The decontamination protocol finished as I moved on to my financials. Selecting the divine realm's file displayed my outstanding liabilities. With the money I'd earned from the saint gig, I could pay off the worst of my loans.

While the chamber started its next program of restoring me to a well-rested state, I summoned my item box and focused on the appropriate item type, a bunch of crystals of various shapes, sizes, and colors. Grown from purified mana on my assigned world, they were good as gemstones, power sources, and a dozen other uses. To me, they're like pearls.

They're a pain in the ass.

A pearl is essentially calcium carbonate and conchiolin coating an irritant, commonly a grain of sand. Crystallization is a process used to purify chemical compounds, and since I purified mana, that should be a hint that tainted mana also exists. Indeed it does, and we have a name for it: miasma.

When magic is used, mana is converted into its waste form, miasma. When enough miasma accumulates, polluted areas experience corrupted monster outbreaks. If it gets even worse, demon lords arise. To clean up the pollution, worlds summon heroes to exterminate the monsters or saints to purify the land. Whatever the method, the purified mana drops as crystals, its most concentrated form.
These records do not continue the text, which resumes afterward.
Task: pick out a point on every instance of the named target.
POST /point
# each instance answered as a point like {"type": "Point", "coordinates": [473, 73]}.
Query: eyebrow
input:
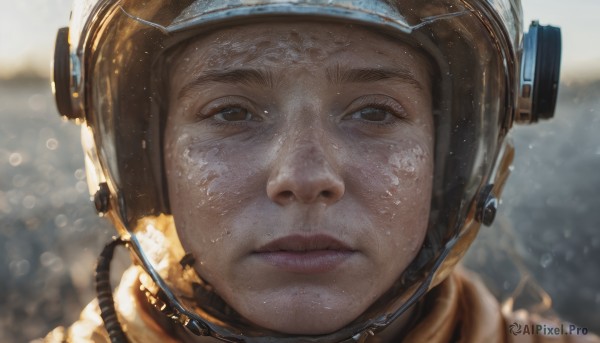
{"type": "Point", "coordinates": [338, 75]}
{"type": "Point", "coordinates": [236, 76]}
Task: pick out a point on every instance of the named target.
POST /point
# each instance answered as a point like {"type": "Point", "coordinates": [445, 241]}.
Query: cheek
{"type": "Point", "coordinates": [205, 189]}
{"type": "Point", "coordinates": [395, 184]}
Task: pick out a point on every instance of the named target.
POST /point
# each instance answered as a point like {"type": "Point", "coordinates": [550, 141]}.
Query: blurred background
{"type": "Point", "coordinates": [544, 245]}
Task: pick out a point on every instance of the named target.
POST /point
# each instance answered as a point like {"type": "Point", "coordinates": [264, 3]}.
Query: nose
{"type": "Point", "coordinates": [304, 174]}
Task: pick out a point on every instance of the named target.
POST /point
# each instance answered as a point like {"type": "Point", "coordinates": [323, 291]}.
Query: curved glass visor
{"type": "Point", "coordinates": [473, 57]}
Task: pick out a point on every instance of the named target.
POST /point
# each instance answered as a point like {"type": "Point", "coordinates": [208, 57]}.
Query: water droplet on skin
{"type": "Point", "coordinates": [546, 260]}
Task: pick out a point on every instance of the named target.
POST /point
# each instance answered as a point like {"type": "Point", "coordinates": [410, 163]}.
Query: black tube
{"type": "Point", "coordinates": [104, 293]}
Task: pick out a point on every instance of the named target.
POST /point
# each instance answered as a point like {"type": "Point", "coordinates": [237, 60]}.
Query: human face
{"type": "Point", "coordinates": [299, 164]}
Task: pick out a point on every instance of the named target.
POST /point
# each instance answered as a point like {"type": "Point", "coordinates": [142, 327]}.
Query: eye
{"type": "Point", "coordinates": [229, 114]}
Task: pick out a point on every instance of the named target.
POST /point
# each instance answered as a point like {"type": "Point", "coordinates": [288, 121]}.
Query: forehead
{"type": "Point", "coordinates": [284, 44]}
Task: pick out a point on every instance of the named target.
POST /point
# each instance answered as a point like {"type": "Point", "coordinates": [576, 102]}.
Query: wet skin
{"type": "Point", "coordinates": [299, 160]}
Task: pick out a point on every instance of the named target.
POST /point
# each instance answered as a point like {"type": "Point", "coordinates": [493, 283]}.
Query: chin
{"type": "Point", "coordinates": [308, 316]}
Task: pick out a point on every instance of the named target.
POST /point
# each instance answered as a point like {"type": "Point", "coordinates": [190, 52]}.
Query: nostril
{"type": "Point", "coordinates": [327, 194]}
{"type": "Point", "coordinates": [287, 195]}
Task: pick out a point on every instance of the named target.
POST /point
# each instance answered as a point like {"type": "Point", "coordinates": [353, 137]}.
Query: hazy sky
{"type": "Point", "coordinates": [28, 29]}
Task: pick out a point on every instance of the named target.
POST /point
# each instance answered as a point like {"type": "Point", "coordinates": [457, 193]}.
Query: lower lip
{"type": "Point", "coordinates": [306, 262]}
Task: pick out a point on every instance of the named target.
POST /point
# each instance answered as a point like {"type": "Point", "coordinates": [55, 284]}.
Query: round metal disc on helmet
{"type": "Point", "coordinates": [540, 73]}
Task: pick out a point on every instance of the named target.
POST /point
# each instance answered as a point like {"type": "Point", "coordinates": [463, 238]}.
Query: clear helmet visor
{"type": "Point", "coordinates": [472, 45]}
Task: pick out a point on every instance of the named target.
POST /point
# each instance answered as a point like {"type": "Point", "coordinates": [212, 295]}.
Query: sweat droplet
{"type": "Point", "coordinates": [546, 260]}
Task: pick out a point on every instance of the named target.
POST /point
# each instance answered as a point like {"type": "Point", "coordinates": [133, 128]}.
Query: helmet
{"type": "Point", "coordinates": [488, 74]}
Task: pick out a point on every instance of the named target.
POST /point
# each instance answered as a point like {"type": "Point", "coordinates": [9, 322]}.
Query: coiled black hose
{"type": "Point", "coordinates": [104, 293]}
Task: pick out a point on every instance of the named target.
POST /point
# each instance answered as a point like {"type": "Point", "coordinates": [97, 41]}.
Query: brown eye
{"type": "Point", "coordinates": [233, 114]}
{"type": "Point", "coordinates": [371, 114]}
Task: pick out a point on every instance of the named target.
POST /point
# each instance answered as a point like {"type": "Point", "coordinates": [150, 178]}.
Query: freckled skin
{"type": "Point", "coordinates": [302, 161]}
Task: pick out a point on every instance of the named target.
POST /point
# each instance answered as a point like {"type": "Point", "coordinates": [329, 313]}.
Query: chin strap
{"type": "Point", "coordinates": [105, 295]}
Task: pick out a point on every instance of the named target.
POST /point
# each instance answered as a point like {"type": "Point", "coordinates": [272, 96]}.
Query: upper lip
{"type": "Point", "coordinates": [302, 243]}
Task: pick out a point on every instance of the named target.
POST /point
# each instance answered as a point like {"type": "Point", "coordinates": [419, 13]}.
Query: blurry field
{"type": "Point", "coordinates": [547, 233]}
Mana crystals happen to be the interdimensional standard currency, even among the divines. The fact that they can be moved between worlds implies the possibility of mana depletion. Of the populated worlds, the most infamous case is Earth, leading to summoned labor becoming its primary export. We've been trying to restore mana to Earth, and while it's possible to convert other types of energy into mana, it entails seed crystals and a suitable source, like concentrated sunlight.

Anyway, I deposited the crystals I'd earned and paid off the two creditors with the worst interest rates. Scores remained, but I'd finally salvaged something from a busy day.

"Yo, Vagrant! Drifter One here!" Of course, the goddess just had to choose this point to interrupt. Perhaps wishing for a few minutes' rest was too much. "I'm coming in with a load of captives! Get on the tarmac ASAP!"

I sighed in defeat. "Drifter Two copies," I answered. "See you topside, Hobo."